The competition, sponsored by NASA and the Comparative Aircraft Efficiency Foundation, is offering a $1.65-million prize to the first plane that exceeds an equivalent fuel-efficiency of 100 kilometres per litre. The aircraft will need to fly a minimum of 320 kilometres at a minimum speed of 160 kilometres per hour – in addition to meeting stringent safety and noise requirements.
“We will go to America in order to win,” leader of the IFB team Professor Rudolf Voit-Nitschmann said in a statement on Wednesday.
Already with considerable experience in aircraft innovation, Voit-Nitschmann was behind the solar powered aircraft “Icare II” and is the unofficial World Record holder for distance flown in a solar powered aircraft.
Elite universities and institutions will likely enter bio-fuelled and hybrid-powered planes into the competition, which ends in July 2011.
The Hydrogenius aircraft will be equipped with a lithium battery and electric motor. The team believes that new energy-saving techniques will help the electric motor challenge conventional motors. It is eco-friendly and has the advantage of high energy efficiency and minimal sound output.
But the IFB team still requires a considerable sum of money in order to take their aircraft to America.

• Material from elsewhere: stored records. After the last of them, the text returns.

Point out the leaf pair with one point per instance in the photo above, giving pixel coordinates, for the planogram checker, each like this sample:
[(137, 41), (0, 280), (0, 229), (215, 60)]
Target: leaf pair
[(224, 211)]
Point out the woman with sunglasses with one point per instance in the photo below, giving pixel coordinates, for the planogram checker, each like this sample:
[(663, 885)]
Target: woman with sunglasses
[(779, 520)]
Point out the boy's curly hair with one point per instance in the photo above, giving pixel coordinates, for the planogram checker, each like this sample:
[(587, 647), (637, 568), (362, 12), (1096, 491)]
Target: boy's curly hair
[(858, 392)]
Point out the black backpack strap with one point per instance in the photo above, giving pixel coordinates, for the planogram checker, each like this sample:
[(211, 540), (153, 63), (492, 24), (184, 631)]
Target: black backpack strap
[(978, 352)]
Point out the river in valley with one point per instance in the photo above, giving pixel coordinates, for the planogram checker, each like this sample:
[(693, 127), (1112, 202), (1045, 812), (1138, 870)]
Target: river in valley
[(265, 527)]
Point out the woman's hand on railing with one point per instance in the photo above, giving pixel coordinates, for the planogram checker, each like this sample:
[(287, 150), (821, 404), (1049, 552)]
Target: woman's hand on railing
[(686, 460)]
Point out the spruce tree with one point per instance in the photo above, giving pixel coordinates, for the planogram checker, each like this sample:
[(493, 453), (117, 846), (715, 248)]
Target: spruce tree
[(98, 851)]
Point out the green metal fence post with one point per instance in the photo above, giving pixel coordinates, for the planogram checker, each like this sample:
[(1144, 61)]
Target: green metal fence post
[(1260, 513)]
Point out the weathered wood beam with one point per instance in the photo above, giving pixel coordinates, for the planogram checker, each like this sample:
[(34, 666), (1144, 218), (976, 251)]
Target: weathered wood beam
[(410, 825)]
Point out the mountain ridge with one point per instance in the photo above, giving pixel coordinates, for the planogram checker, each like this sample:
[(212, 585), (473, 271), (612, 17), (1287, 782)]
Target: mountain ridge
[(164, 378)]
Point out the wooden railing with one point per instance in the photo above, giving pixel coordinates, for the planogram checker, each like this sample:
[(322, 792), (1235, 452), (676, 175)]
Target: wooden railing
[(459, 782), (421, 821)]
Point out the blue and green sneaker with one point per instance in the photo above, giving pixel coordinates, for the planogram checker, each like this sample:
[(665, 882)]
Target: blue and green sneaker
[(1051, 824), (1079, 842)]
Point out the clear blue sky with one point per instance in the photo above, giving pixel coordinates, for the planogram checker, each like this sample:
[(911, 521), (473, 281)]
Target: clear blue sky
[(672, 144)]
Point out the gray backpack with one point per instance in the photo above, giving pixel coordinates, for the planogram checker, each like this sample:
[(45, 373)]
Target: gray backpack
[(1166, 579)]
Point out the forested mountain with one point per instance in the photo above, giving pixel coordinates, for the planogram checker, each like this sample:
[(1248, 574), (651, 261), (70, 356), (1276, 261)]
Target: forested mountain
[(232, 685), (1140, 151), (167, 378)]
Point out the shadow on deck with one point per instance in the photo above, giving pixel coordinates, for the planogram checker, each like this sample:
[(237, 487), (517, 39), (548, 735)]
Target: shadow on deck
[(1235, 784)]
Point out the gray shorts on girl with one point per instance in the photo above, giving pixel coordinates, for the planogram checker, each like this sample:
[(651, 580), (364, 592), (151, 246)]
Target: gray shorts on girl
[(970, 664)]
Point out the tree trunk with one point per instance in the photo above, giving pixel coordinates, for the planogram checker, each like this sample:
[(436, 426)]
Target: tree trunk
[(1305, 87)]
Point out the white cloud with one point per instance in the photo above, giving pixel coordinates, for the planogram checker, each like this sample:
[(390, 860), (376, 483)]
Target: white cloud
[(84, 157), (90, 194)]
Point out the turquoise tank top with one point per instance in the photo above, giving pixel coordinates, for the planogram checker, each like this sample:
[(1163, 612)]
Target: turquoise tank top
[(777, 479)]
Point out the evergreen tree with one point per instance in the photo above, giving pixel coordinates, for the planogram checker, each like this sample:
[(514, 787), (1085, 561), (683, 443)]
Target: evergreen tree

“We still need about €300,000 to enable us to continue developing the aircraft until 2011,” Len Schumann, a member of the team, said.
The research into the electric powered aircraft has so far been financed by government grants, Baden-Württemberg's Ministry of Science and a number of private sponsors. Among these was Stuttgart Airport, whose director Georg Fundel praised the opportunity to “strengthen our state's position at the very head of cutting-edge technology.”
The IFB is working together with the Slovenian small aircraft firm Pipistrel in order to build the aircraft. Construction of the Hydrogenius began on Saturday.
The competition is scheduled to take place at the Charles M. Schulz Sonoma County Airport in Santa Rosa, California.